By Stuart Collier
I really love the ‘Garden watch’ campaign launched by BBC Spring Watch and really believe that we can make a massive difference on our doorstep. Nature is in desperate need of help, and our own lives not only depend on a healthy environment but are enriched by it.
This is a personal reflection of how I have rewilded my own garden over the last couple of years.
When I bought my house, the long, multi-levelled garden, lined with trees, is what sold it to me, I had always dreamed of living the ‘good life’ and wanted to grow as much food as possible. This is still the case although I’m a sucker for nature and often sacrifice my veg for butterflies, slugs and anything else that wants to eat them. I’m known to go slug picking in the evening, plucking up the little buggers and placing them on sacrificial crops. I can not bear the thought of using any chemicals within the garden, nature does so much better when you garden using natural methods.
So what I have done so far?
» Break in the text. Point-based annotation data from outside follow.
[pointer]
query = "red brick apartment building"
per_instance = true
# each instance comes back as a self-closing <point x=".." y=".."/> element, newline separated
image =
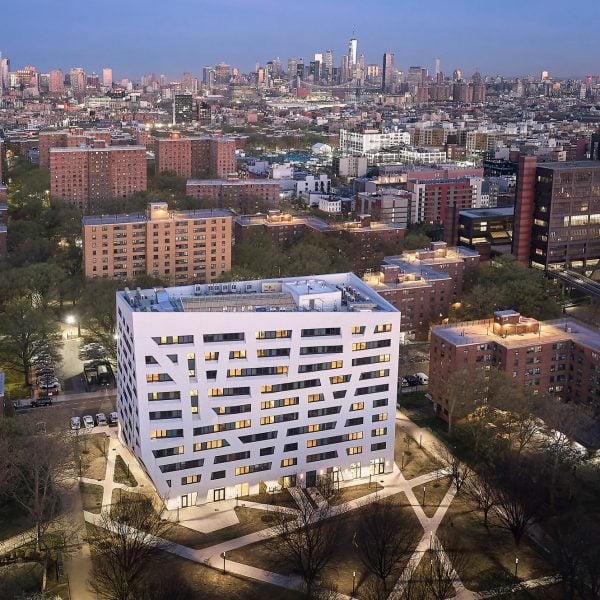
<point x="422" y="284"/>
<point x="85" y="177"/>
<point x="198" y="157"/>
<point x="184" y="247"/>
<point x="560" y="357"/>
<point x="367" y="237"/>
<point x="245" y="195"/>
<point x="69" y="138"/>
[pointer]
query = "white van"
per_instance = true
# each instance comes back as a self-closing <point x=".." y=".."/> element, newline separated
<point x="423" y="378"/>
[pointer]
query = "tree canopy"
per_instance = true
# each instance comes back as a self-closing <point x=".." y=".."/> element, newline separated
<point x="504" y="284"/>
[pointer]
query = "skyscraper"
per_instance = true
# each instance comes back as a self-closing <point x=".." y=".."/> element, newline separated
<point x="78" y="81"/>
<point x="107" y="77"/>
<point x="557" y="215"/>
<point x="292" y="71"/>
<point x="208" y="76"/>
<point x="388" y="71"/>
<point x="329" y="65"/>
<point x="4" y="69"/>
<point x="183" y="109"/>
<point x="56" y="82"/>
<point x="352" y="48"/>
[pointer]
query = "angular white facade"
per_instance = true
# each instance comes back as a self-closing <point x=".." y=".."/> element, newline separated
<point x="229" y="389"/>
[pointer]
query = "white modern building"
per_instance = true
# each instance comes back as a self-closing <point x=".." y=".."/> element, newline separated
<point x="313" y="183"/>
<point x="359" y="143"/>
<point x="230" y="389"/>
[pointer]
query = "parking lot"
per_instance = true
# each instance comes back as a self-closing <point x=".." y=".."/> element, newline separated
<point x="413" y="359"/>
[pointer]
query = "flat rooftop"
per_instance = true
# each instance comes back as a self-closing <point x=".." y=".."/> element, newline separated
<point x="339" y="292"/>
<point x="474" y="213"/>
<point x="567" y="166"/>
<point x="240" y="182"/>
<point x="559" y="330"/>
<point x="103" y="149"/>
<point x="206" y="213"/>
Upon the first inspections of my garden, I was blessed to find a wealth of crickets within the un-mowed lawn. Now the lawn defiantly needed tidying up but I did not want to lose the majestic sound of crickets at dusk, the solution was easy, I simply left rough areas and wild borders. Within a week or two I stumbled across one of my favourite British species, the slow worm! Wow, what a treat! I would now build my garden that had these lizards at its heart. I created a compost area which would be left for wildlife, I also sporadically placed squares of roofing felt around the garden to provide basking areas for the lizards. On the last count, I found twelve individuals, these are the ones that I can see, I know there will be many more!
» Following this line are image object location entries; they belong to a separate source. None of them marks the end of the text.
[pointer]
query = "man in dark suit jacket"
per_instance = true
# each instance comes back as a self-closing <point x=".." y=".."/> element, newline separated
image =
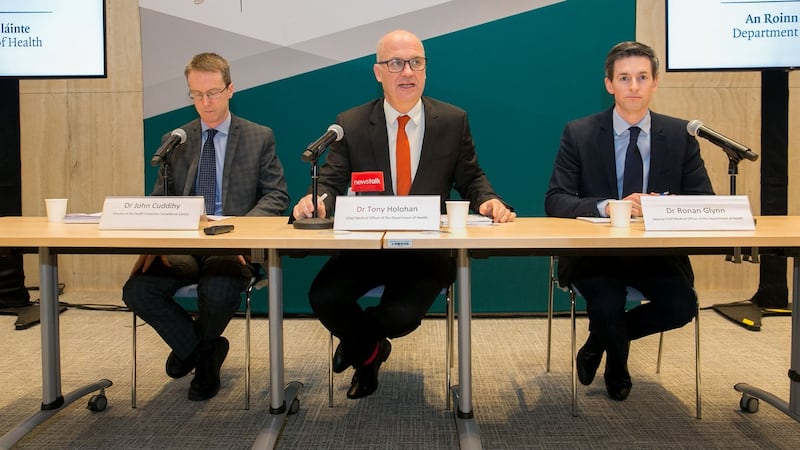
<point x="247" y="180"/>
<point x="589" y="170"/>
<point x="442" y="157"/>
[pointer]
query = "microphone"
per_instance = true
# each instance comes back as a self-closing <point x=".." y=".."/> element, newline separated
<point x="335" y="133"/>
<point x="367" y="181"/>
<point x="177" y="137"/>
<point x="696" y="128"/>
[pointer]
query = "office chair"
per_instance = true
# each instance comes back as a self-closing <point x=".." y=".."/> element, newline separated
<point x="258" y="281"/>
<point x="634" y="297"/>
<point x="449" y="360"/>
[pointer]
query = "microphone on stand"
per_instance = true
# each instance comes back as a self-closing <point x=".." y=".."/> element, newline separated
<point x="696" y="128"/>
<point x="311" y="154"/>
<point x="177" y="137"/>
Bird baths, feeders and bug hotels came next, all easy to source, with pretty much instant rewards! I find something new every time I visit my garden, I embrace my inner geek and become garden detective.
Bats, Bats, Bats! Whilst sat on my turf sofa (you should make one, being close to the earth is good for the soul), it is a pleasure to watch the bats foraging above, the next step was to install a bat box, it remains vacant at the moment, but I remain confident that one day I’ll have bats roosting above my garden. The turf sofa is also a favourite spot in the morning, where I can be found drinking a peppermint tea whilst listening to the dawn chorus.
So what’s next? Well, its something I regret not doing sooner (I can only imagine the encounters I have missed out), build a pond. Ponds are essential ecosystems and globally amphibians are at serious risk of extinction, we must give them all the help they can get. The pond will not be too big but will be surrounded by wildflowers and suitable hiding places, a few metres away will be the managed area of nettles and brambles (I kept these because they attract all sorts of life). My heart would simply melt if I attracted amphibians.
I would love to know what other people are doing to rewild their gardens, what tips can you share?